Comment

Greater Cambridge Local Plan Preferred Options

Representation ID: 60779

Received: 13/12/2021

Respondent: Cambridge and South Cambridgeshire Green Parties

Representation Summary:

Great places have a blend of community, nature, and beauty, Cambridge is losing theirs.
No recognition Cambridge is a city heritage asset of worldwide significance meeting UNESCO’s Outstanding Universal Value criteria for World Heritage status.

Historic landscape and open spaces considered as green infrastructure not as historic environment.

Concern the evidence base for Great Places is inadequate, and the proposals are premature pending a
thorough review of the success or failure of existing policies.

Community
New neighbourhoods need additional community spaces to encourage cohesion and local friendships.

Nature
Concerns for availability and quality of spaces interacting with nature. New developments need to do better, people need space to walk in nature, to watch it, to rest in it.

Beauty
Cambridge's heritage of incredible architectural inheritance is being lost on it's central streets.

Full text:

Great places have a compelling blend of community, nature, and beauty. Cambridge is destroying all of
these, and rapidly creating naff spaces.
The Great Places paper refers to Heritage Assets, but completely fails to recognise that the city of Cambridge is a city heritage asset of worldwide significance which meets UNESCO’s Outstanding Universal Value criteria for World Heritage status.
This significance derives from the combination of its built and natural heritage. The draft Plan fails to recognise the vital role which this special character plays in making Cambridge a great place to live in, work, study, and visit.
The draft Plan’s approach involves a false separation between Landscape and Townscape (Objective 6)
and Historic Environment (Objective 7), which for Cambridge has resulted in inadequate consideration
and valuation of the historic city in its historic landscape setting, with historic landscape and open spaces
considered as green infrastructure but not as historic environment.
Cambridge’s special character has been, and continues to be, under severe threats from the quantum of already approved growth (built developments and pressures on both streets and green spaces).
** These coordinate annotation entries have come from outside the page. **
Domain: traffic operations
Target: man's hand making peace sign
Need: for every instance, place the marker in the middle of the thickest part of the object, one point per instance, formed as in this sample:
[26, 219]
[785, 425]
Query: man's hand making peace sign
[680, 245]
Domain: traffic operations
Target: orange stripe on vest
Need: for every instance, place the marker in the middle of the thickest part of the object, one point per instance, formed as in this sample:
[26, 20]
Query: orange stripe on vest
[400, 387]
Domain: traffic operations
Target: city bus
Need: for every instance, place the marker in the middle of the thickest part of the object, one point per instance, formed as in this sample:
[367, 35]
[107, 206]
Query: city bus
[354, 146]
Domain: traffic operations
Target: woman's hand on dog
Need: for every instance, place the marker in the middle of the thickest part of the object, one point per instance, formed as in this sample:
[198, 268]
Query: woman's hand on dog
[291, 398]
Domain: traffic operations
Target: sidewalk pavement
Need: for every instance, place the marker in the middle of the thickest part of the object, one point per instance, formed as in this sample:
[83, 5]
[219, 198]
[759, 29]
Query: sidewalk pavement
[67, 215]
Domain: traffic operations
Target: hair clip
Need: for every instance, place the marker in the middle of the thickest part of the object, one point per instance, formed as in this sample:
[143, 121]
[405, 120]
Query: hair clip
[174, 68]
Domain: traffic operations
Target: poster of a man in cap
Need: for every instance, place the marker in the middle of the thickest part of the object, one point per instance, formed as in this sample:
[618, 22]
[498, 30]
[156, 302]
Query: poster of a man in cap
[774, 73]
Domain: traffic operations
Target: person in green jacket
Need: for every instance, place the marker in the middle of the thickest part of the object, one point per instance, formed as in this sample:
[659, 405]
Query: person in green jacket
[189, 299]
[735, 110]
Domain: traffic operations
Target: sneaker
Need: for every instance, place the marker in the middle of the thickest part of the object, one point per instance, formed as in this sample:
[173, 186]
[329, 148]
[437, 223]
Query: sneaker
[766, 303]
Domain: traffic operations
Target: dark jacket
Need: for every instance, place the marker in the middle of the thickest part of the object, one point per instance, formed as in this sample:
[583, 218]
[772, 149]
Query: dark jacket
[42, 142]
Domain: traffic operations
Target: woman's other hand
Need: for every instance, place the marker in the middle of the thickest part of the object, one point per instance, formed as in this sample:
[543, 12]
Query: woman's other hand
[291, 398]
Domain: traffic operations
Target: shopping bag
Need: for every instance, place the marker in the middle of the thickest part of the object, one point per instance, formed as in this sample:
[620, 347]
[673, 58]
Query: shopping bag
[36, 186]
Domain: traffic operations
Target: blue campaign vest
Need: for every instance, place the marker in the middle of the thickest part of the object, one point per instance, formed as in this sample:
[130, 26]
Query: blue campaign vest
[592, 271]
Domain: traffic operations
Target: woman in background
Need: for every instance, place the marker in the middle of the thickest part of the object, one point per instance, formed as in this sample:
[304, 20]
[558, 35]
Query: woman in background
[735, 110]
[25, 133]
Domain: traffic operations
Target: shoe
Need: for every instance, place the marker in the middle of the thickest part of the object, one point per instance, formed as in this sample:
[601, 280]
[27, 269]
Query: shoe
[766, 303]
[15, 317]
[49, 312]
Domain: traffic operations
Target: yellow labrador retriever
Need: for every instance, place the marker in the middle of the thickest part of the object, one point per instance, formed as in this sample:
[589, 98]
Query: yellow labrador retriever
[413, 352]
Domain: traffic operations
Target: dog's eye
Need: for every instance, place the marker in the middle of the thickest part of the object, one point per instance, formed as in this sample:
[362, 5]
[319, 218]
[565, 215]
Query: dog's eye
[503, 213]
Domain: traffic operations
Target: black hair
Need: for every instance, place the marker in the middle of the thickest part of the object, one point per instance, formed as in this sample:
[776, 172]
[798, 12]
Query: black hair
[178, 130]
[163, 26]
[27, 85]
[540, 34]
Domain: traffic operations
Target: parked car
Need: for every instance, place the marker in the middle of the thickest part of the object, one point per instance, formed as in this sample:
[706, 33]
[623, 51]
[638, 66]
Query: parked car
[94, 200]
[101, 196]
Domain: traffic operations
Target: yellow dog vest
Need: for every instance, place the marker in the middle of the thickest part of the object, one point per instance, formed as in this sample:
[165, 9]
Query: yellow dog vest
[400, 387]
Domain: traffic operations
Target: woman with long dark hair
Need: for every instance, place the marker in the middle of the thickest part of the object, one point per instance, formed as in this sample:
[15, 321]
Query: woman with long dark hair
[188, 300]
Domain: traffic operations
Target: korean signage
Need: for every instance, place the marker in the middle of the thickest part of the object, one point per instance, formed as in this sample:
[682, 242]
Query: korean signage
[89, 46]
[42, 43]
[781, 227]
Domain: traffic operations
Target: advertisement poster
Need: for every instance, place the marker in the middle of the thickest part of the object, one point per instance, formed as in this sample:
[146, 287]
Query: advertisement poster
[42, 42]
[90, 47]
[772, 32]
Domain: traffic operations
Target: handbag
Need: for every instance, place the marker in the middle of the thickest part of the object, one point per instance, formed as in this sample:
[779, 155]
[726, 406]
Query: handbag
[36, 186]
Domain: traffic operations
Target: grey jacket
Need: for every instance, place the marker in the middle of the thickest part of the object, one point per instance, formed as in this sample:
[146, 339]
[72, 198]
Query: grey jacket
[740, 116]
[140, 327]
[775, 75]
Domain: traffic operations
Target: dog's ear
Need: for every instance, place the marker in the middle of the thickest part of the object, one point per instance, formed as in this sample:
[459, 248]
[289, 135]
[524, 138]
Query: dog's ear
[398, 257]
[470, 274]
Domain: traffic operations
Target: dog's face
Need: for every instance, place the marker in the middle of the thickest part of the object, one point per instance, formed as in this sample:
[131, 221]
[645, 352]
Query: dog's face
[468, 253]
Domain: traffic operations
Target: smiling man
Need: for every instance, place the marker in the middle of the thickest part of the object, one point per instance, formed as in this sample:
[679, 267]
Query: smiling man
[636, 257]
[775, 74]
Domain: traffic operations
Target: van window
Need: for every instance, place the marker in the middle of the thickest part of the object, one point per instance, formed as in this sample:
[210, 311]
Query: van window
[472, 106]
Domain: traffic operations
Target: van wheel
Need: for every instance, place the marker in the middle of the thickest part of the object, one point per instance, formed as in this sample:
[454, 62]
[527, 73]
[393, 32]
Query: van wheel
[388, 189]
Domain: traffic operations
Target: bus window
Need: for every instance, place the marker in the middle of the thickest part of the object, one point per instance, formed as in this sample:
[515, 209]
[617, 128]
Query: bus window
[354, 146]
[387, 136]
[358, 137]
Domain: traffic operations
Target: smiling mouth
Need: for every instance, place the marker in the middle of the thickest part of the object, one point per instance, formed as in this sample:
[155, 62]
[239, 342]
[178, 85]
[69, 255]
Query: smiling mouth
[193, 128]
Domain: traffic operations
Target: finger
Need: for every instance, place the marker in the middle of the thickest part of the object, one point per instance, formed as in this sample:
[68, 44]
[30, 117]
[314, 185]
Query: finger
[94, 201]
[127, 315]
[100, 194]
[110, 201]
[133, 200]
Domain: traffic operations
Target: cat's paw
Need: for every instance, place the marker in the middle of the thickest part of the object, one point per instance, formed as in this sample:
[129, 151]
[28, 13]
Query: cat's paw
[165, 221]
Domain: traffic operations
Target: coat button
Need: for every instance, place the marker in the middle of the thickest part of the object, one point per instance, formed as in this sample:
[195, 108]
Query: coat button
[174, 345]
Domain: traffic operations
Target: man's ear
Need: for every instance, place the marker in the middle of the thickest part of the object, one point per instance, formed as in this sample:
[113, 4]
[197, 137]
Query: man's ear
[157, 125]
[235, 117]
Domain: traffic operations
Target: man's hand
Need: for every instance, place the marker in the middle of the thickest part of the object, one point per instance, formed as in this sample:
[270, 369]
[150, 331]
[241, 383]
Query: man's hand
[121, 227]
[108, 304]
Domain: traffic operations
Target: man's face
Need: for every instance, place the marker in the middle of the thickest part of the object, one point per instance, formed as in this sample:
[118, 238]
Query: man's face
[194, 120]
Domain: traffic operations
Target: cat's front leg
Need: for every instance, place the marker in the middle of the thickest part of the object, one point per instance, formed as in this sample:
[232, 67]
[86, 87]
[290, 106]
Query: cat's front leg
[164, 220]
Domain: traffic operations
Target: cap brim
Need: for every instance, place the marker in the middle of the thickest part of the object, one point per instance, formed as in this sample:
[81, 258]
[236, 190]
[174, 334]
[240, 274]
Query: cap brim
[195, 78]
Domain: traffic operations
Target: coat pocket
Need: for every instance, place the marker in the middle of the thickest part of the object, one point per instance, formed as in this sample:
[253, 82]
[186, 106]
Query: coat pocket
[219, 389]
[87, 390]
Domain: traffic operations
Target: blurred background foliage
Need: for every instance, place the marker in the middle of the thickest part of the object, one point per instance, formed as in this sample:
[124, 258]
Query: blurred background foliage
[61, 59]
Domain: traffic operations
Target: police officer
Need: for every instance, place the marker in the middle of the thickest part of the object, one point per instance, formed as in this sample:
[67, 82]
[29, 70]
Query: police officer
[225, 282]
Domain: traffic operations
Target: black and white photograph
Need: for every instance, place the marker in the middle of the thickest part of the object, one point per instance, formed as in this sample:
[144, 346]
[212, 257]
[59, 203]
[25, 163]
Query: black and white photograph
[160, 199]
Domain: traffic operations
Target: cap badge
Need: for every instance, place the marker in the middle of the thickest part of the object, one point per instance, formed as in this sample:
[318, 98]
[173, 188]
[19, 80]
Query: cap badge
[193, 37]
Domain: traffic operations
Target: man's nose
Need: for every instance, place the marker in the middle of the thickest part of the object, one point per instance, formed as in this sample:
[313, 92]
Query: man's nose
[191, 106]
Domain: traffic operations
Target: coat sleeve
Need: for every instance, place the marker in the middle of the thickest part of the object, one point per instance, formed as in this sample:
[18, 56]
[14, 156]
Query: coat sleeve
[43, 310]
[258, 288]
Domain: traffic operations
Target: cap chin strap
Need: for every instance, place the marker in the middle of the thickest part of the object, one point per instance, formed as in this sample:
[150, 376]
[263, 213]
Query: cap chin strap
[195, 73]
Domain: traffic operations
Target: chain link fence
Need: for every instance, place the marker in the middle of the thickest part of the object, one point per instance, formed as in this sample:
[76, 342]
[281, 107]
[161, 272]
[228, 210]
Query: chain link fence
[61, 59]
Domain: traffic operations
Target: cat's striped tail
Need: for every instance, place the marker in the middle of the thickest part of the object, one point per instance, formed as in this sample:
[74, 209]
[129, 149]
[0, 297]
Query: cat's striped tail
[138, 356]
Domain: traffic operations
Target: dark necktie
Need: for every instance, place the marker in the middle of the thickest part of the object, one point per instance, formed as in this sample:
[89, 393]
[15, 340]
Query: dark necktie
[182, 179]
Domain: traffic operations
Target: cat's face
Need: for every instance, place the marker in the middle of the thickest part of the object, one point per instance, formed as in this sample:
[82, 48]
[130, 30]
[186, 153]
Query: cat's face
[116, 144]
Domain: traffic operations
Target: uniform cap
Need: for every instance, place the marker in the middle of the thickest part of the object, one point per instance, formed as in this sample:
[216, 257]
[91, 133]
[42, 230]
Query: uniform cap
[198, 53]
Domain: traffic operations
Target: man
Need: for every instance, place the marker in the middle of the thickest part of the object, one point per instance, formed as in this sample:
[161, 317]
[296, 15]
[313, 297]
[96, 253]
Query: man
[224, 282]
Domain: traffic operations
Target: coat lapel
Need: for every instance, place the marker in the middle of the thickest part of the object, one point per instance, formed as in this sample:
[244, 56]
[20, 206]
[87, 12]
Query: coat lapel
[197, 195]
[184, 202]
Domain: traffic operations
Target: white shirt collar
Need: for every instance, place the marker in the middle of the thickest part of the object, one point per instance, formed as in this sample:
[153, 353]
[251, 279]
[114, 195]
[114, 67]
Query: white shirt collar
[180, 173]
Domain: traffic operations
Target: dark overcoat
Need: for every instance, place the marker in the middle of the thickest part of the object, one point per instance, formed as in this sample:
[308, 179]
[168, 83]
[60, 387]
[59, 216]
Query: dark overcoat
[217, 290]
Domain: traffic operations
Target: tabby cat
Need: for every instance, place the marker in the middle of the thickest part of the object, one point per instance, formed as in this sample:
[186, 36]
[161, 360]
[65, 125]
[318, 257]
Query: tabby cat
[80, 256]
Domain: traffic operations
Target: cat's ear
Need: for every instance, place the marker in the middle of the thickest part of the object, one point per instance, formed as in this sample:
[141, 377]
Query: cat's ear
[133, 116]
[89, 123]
There are severe environmental capacity issues in trying to accommodate the demands of a 21st century city within what remains the built fabric and spaces of a medieval market town.
These fundamental conflicts between growth on the one hand and environmental capacity and special character on the other should have been recognised as a key challenge for the draft Local Plan.
But the draft Plan documents include no assessment of current pressures, let alone the impacts of the draft First Proposals.
Instead, para 3.2.4 of the Strategic Heritage Impact Assessment: baseline makes a totally unjustified statement that:
“3.2.4 Future growth in Cambridge has the potential to strengthen and reinforce these characteristics,
enabling the City to meet contemporary environmental, economic and social drivers without undermining
its economic identity”.
Overall, the Evidence base for Great Places is inadequate, and the proposals are premature pending a
thorough review of the success or failure of existing policies.
Community requires a degree of stable population, and works better when people are investing in a place they want to stay in. However, people often come to Cambridge for 5 years in a tech job or a research post and move on again. This benefits the diversity of our city but means that civic engagement is patchy and social networks are largely based on livelihood or interests, rather than place. New neighbourhoods need additional community spaces to encourage cohesion and local friendships.
Independent shops are a good place for community to build, we must do away with the assumption that new developments will orbit around a supermarket.
Nature is being annihilated globally, it is not a problem specific to Cambridge. It is necessary to have some spaces where humans can enjoy interacting with nature, and some spaces where nature can enjoy NOT interacting with humans. For a city, Cambridge is quite wealthy in green spaces, but lockdown and shortage of community facilities have given many green spaces the air of a festival in daytime and a fix room at nighttime. New developments must do better than a tree in a square metre of soil, or a rooftop garden, people need space to walk in nature, to watch it, to rest in it.
Beauty is part of our heritage in Cambridge, not only through the natural world but an incredible architectural inheritance. The narrative on many central streets is one of design and construction skills being lost - vulgar unworthy buildings which spoil the setting of the wonderful ones. Soulless concrete and glass, towers of it, and chain brands that welcome you to Clone Town, Anywhere. And public art that aspires to be vapid enough to fit right in.
We want to see this three-fold destruction paused, until the planning system is fit to support appropriate means to heal the damage.